В запас (за четыре года до происшествия)

Через год после того, как Зароков, наконец, перебрался из вечного своего общежития в отдельную, хоть и однокомнатную квартиру, появилась возможность выйти на долгожданную пенсию. Столько радости, да еще сразу, бывало у него не часто. Сначала он наслаждался покоем: блаженно сидел дома, читал и дышал воздухом на балкончике. И отвыкал от казармы, построений, караулов и общежития с пчелиным гулом голосов в коридоре. Универсама тогда в Невединске еще не было, поэтому за продуктами Зароков ходил в небольшой магазин неподалеку. Когда он наведывался туда по вечерам (чего терпеть не мог), то еще издали его уныло приветствовали аж две светящиеся вывески «продукты», укрепленные с обеих сторон от угла, причем в одной из них, висящей слева, традиционно не горели буквы «про», а в другой, той, что справа, «ду». Поэтому светящееся чудо «дукты-прокты», просуществовавшее без изменений целых полгода, стало главным и единственным названием магазина.

В доме из всех соседей он был знаком с капитаном Копейкиным, жившим этажом ниже, с которым служил в одной части и еще здоровался с девушкой, обладающей диковинным именем Василиса, обитавшей на одной с ним площадке. С Копейкиным, младше его на десять лет, они частенько собирались у Зарокова культурно «дерябнуть», поскольку жена капитана, Зинка, смотрела на это более чем отрицательно.

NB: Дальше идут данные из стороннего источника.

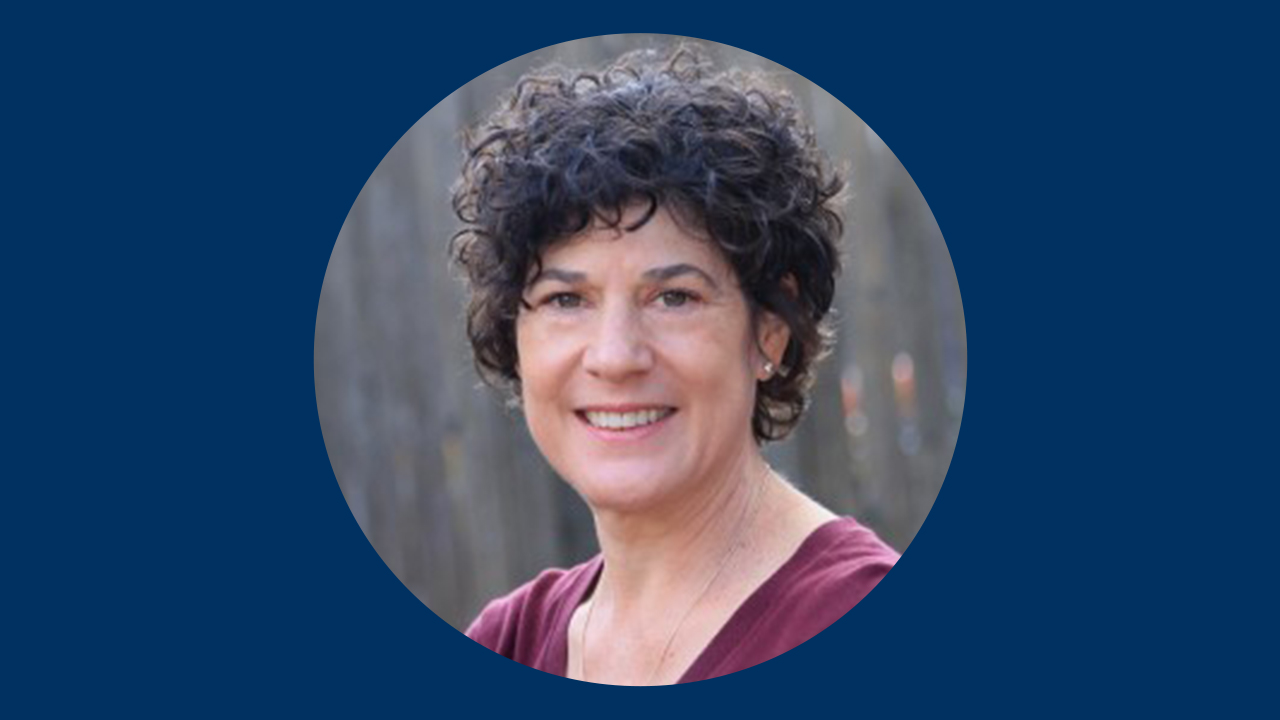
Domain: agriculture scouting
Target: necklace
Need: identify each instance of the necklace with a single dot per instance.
(728, 554)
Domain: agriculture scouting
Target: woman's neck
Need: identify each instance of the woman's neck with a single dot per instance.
(654, 557)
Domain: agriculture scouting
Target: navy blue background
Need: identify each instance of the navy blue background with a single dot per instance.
(176, 540)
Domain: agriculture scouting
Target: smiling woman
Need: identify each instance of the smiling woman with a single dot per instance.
(652, 253)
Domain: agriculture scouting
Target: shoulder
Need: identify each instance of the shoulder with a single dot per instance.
(519, 624)
(841, 561)
(833, 570)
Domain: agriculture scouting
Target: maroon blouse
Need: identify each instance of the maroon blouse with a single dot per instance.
(831, 570)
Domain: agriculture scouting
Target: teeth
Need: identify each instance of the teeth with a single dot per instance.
(625, 420)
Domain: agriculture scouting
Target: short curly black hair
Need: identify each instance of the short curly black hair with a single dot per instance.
(727, 151)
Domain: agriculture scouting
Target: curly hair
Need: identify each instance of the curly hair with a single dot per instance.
(727, 151)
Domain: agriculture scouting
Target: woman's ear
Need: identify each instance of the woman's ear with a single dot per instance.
(772, 336)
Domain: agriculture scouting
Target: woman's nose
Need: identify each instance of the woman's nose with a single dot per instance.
(618, 347)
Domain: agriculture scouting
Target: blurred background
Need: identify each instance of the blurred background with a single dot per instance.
(444, 479)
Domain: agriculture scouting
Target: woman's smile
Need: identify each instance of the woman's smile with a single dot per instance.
(629, 423)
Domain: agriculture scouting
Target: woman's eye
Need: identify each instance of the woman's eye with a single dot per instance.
(675, 297)
(565, 300)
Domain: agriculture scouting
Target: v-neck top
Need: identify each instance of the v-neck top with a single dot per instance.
(827, 575)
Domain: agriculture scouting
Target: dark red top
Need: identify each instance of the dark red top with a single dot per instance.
(831, 570)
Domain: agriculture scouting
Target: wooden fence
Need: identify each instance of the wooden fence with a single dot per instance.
(446, 482)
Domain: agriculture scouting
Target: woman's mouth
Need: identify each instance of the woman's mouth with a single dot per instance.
(625, 420)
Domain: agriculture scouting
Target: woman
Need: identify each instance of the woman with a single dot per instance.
(652, 255)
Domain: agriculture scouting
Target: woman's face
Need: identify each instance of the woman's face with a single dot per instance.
(639, 363)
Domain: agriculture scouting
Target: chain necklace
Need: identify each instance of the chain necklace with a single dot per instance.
(732, 550)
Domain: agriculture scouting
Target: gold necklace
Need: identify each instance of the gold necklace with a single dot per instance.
(728, 554)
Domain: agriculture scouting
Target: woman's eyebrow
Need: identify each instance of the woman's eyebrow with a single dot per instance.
(668, 272)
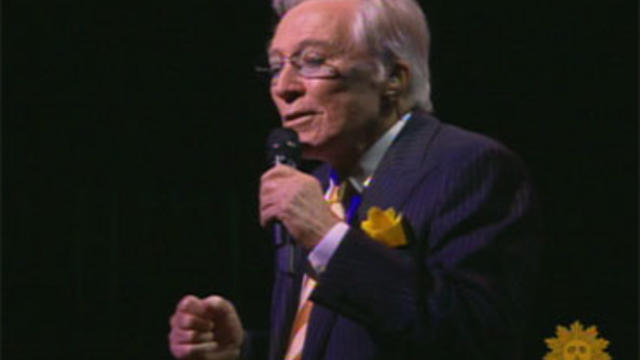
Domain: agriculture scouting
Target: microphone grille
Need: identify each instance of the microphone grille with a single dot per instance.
(283, 146)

Дни и до его выхода на пенсию были одинаковы и серы, но если раньше вдали брезжила похожая на свет в конце тоннеля эта самая пенсия, то теперь, выйдя в отставку, Зароков не видел вдали ничего, ради чего стоило бы жить. И время, словно только и ждало этого его настроения, немедленно замедлило свой шаг, перейдя на усталое шарканье тапочек по полу, а иногда и вовсе останавливалось, и топталось вокруг него по паркету, и переминалось с ноги на ногу, и все никак не хотело двигаться дальше. И тогда, чтобы хоть как-то обмануть время, он стал выпивать. До этого он, впрочем, не числился трезвенником: иногда пил в охотку пиво, иногда вино (игнорируя дешевую бурду, бывшую в продмагах, ибо от нее у него случалась омерзительная и изматывающая изжога). Вино ему нравилось молдавское, но не то, что можно было найти в тех же магазинах, а другое – домашнее. Был у него в свое время сослуживец, молдаванин, он-то и баловал его настоящим домашним вином, получаемым с оказией время от времени из солнечной и бесшабашной советской республики. Еще Зароков уважал коньяк, но последнее время его в магазины Невединска что-то перестали завозить, а водку он не любил. Однако жизнь с выходом на пенсию началась настолько серая и унылая, что Зароков, желая хоть как-то унять тоску, по вечерам выпивал стопку-другую. Делал он это в одиночку, потому что выпить по-человечески было не с кем: Копейкин изредка вырывался из-под опеки своей Зинки, а больше у него более-менее хороших знакомых мужеского пола не имелось. Стыдился он своего одинокого выпивания недолго, начиная к этому привыкать. Но к счастью, продлилось это не долго.